If you read much on the history of Doctor Who, you’ll realise that the chances that it would survive to its fiftieth birthday are microscopic. Amazing, really, that it lasted a single year. All the things that nearly scuppered it even before broadcast! Would it be recommissioned past the first thirteen episodes (what if someone had called the production team’s bluff when calling for it to be renewed or cancelled)? The Daleks were probably the key to its success – but what if Verity Lambert had taken the ‘no BEMS’ rule to heart? What if Ridley Scott had designed them instead of Raymond Cusick? Eeek! Hardly bears thinking about, the idea that if one BBC employee had stepped on a butterfly back in 1963, I wouldn’t be writing this – you wouldn’t be reading it – DWM wouldn’t even exist.
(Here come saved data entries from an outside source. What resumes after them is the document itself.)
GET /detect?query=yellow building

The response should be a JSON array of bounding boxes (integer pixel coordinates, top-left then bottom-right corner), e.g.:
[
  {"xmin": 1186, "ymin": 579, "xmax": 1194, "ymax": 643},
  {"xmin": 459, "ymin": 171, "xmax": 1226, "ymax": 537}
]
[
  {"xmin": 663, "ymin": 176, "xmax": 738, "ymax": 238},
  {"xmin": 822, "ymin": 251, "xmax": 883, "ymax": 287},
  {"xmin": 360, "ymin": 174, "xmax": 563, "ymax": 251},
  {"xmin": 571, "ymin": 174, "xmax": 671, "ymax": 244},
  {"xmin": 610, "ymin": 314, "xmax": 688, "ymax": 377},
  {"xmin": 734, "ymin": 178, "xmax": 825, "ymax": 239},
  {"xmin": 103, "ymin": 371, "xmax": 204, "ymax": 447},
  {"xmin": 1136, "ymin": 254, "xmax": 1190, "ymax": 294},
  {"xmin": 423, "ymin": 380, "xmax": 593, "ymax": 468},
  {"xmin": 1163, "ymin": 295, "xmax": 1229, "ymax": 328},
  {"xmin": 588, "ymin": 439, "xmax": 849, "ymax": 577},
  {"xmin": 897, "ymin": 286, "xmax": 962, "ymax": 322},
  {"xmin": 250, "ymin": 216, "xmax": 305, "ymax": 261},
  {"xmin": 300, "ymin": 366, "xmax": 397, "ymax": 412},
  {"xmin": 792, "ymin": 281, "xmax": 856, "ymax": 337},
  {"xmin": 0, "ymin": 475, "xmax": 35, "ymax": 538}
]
My Uncle Dick actually watched the first episode of Doctor Who on broadcast. He remembers it well, watching with his girlfriend and her family, thinking that this was a programme unlike anything that they’d seen before. Obviously he didn’t wonder at the time if it would still be going fifty years later, but he did realise it might be something special. I wonder if there’ll ever be anything like it again. Will I be telling my grandchildren, as they listen wide-eyed in amazement, that I actually watched the very first episode of (checks Saturday night schedule) That Puppet Game Show or I Love My Country? I don’t think so.

The earliest years of Doctor Who still feel special. The other day, our lounge was the TARDIS. Fan Twin (aka the Doctor) designated me a companion, and let me in. Non-Fan Twin wanted to come in too, so he also became a companion. Then husband requested entry, and became companion number three. ‘I know!’ said Fan Twin. ‘Mummy can be Barbara. Daddy is Ian. And you –’ to Non-Fan Twin – ‘are Susan.’

‘I’m not going to be Susan!’ declared an affronted Non-Fan Twin (we’re at the stage where anything ‘girly’ is anathema to them). ‘I’ll be the one with the motorbike.’ After a few seconds of thought I hazarded ‘Mickey?’ (Yes, I know Mickey didn’t have a motorbike, but I was temporarily thrown.) ‘Yes,’ agreed Non-Fan Twin. ‘I’ll be Mickey.’ Fan Twin looked outraged. ‘But Mickey isn’t a companion! He doesn’t count!’

So then we got on to the who counts/who doesn’t thing, leading on to the what counts/what doesn’t thing (shhh! Don’t say ‘canon’!) Now, I prefer The Crooked World to Underworld and The One Doctor to The Three Doctors, but do they “count”? Honestly? I’m not sure. And I don’t care. I enjoy them, and that’s what counts to me. Fan Twin, who has just watched The War Games, now wants to learn all about ‘Season 6b’ as well as read the comics where Patrick Troughton’s Doctor became a celebrity and was forced to regenerate by some scarecrows. Do they count? Maybe, maybe not. But you know what? We have fifty glorious years of Doctor Who. There is so much to choose from that it’s really an embarrassment of riches. Not just so much lovely telly, but also books, audios, spin-off series, comic strips, feature films… That’s something to celebrate. Here’s to fifty more!

AUTHOR’S NOTE: A big shout-out to Paul, Liam, Phil, Noax and our dear and much-missed late friend Peter of the University of Nottingham Sci-Fi Society who started this process.

Also, I now have absolutely no idea what ‘That Puppet Game Show’ or ‘I Love My Country’ were.